Major Employers Provide Inspiration
Big companies like Uber, Apple, Google and Microsoft have postponed when employees would return to offices until January 2022, after having previously announced deadlines in the third quarter of 2021. One of the reasons for the delay is that COVID-19 cases are now on the rise in the US, as the highly contagious Delta variant continues to spread among Americans. Anthony Fauci, director of the National Institute of Allergy and Infectious Diseases, has provided some details about the new variant. According to Fauci, if the 75 million Americans who are eligible for vaccination would get the necessary shots, the increase could be prevented before the arrival of cooler autumn weather.
Although policymakers continue to take actions against the spread of the Delta variant and struggle to boost vaccination rates across the country, it remains to be seen whether their strategies will prove successful in the near future. For now, the increase in cases is quickly becoming a new cause for concern for policymakers and companies alike.
Accepting the Idea of Flexible Work
Another reason for delaying the return to offices may well be the employees’ newly discovered appetite for flexible work. According to the Microsoft Work Trend Index Report, more than 70% of the workers surveyed said they want remote work options available even after the end of the pandemic. While many of them are probably still worried about the spread of the virus, others said the move to hybrid or remote work has helped them feel important and valued as members of their teams and companies. Employees are already in need of more flexibility, and this trend is likely to continue even after the end of the pandemic. Workers will also expect more options when it comes to hybrid or remote work, as well as the necessary tools for their work.
Major employers, such as Google, have already decided to allow at least some of their employees to continue working remotely if they choose to do so.

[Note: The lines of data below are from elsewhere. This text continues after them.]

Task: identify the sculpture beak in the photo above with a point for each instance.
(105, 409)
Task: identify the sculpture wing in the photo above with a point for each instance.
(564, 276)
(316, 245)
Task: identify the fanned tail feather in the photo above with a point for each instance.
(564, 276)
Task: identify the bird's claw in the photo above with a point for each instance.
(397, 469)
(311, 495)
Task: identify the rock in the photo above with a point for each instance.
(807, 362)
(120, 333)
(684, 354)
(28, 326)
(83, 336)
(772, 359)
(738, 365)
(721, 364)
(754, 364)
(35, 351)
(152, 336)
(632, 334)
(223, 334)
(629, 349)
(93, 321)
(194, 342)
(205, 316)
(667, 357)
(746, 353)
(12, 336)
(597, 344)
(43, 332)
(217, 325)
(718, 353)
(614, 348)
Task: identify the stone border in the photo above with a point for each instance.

However, Google may also cut the pay of those who decide to work from home permanently.
Why January 2022?
With many big companies now saying they will reopen their offices in January 2022, other managers and HR executives are left wondering what prompted them to choose the first month of next year for the return. According to The New York Times, there were two important reasons for selecting this date. Firstly, major employers wanted to do their best to keep employees safe, and January might actually prove to be the best option, considering the variants of the virus. Secondly, employers are trying to end this uncertainty between scheduled return dates and fresh delays. This decision was made because delays have already proved difficult for employees who want to make plans for the future.
While January 2022 may prove to be the best date yet when it comes to returning to offices, HR executives and professionals may struggle even more when planning how to manage the reopening. Providing employees with hybrid or remote work options might prove to be a great idea when it comes to retaining top talent.